Bodrum Türk Filmleri Haftası başlıyor. Ben de bu hafta etkinliklerine göz gezdirirken küresel çapta sinema ve animasyon ile ilgili, dünden bu güne derli toplu bir bilginin sunulduğu herhangi bir aktiviteye rastlamadım. Bodrum Türk Filmleri haftası aslında Bodrum‘da çekilen Türk filmlerinin tanıtıldığı ve gösterildiği bir etkinlik. Bu yıl yedincisi yapılıyor. Ve her geçen yıl daha büyük katılım gerçekleşiyor.

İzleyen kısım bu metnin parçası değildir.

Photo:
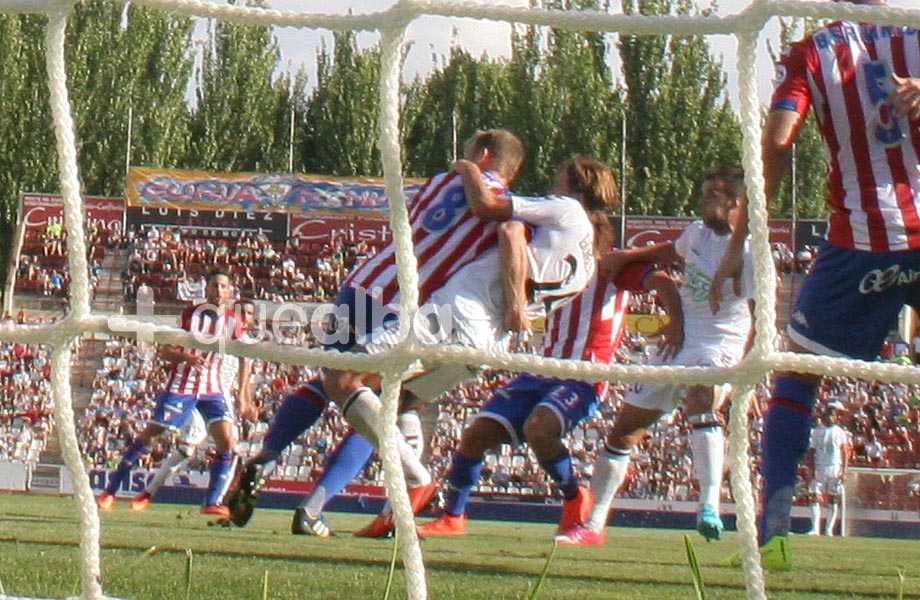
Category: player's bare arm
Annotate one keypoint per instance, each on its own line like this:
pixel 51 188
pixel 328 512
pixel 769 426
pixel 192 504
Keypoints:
pixel 672 334
pixel 905 98
pixel 482 201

Bu yılda yine gösterimlerle, ünlü sanatçıların katılımı ve aktiviteler ile kutlanıyor. Daha istenilen düzeye gelmediği ve festival atmosferini taşımadığı kesin. Ancak yine de Bodrum’un tanıtımı ve tarihinin vurgulanması açısından önemli bir çalışma. Şimdi Bodrum Türk Filmleri Haftası’na (etkinliklere bu linkten ulaşabilirsiniz) başlamadan önce animasyon ile başlayan sinema tarihine şöyle derinlemesine bir göz atalım, ne dersiniz?
İlk Sinema Örnekleri
John Stuart Blackton ismi ilk bakışta bir çoğumuz için çokta tanıdık gelmese de aslında bu gün Holowood sinema endüstrisinin son yıllarda harika prodüksiyonlarlar sunduğu 3D animasyon sinema filmlerinin atası sayılan Humpty Dumpty Circus (1906) yaratıcısıdır kendisi. Çağ insanlarına ilham veren bu dahi çocuk, daha yüzyılın başında animasyon, sık kullandığımız adı ile çizgi film dünyasının var olmasında öncü olmuştur. Kullandığı animasyon seti günümüzde hala korunarak sergilenmektedir.

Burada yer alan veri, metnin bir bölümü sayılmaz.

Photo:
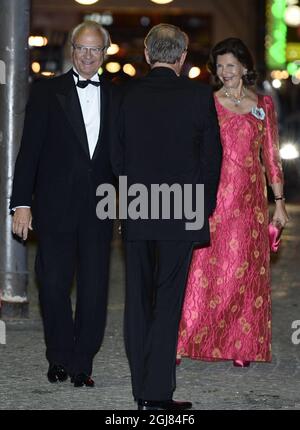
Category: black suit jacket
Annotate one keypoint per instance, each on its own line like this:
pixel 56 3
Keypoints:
pixel 54 173
pixel 166 131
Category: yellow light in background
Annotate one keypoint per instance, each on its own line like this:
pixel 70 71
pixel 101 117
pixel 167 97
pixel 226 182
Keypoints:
pixel 37 41
pixel 36 67
pixel 161 1
pixel 87 1
pixel 113 67
pixel 129 69
pixel 113 49
pixel 194 72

Animasyon filmi aslında teknik olarak çok daha eski zamanlara dayanan bir geçmişe sahiptir. 4000 yıl evvel mısır yazıtları arasında birbirini takip eden resimler ile drama ve öykü anlatımları gerçekleşmiş hatta bu resimler bazen o denli ardı sıra getirilmiştir ki neredeyse bu günkü bildiğimiz anlamda animasyon filminden hiç farkı yoktur. Mısırın yanı sıra en eski kayıt yine bu gün Ortadoğu diyebileceğimiz bölgede Pers’ler (Bu günkü İran) aynı teknik ile anlatımlarına rastlamak mümkündür. Erken dönem diye adlandırabileceğimiz bu örnekler milattan sonra uzak doğu ve hatta Japon tarihinde de karşımıza çıkıyor. İnsanoğlunun kendini yazılı ifade çabasından dahi eski bir teknik diyebiliriz aslında animasyon filmi için.
Modern Sinemanın Atası
İngiltere’de yapılan ilk çizgi film de, yine 1907 yılının Nisan ayında Walter Booth tarafından Charles Urban Trading Co . adına gerçekleştirildi. “Sanatçının Eli” adlı filmde, önce Booth’un eli, bir kadın ve bir erkek çizerken görülüyor, sonra bu çift dans etmeye başlıyordu.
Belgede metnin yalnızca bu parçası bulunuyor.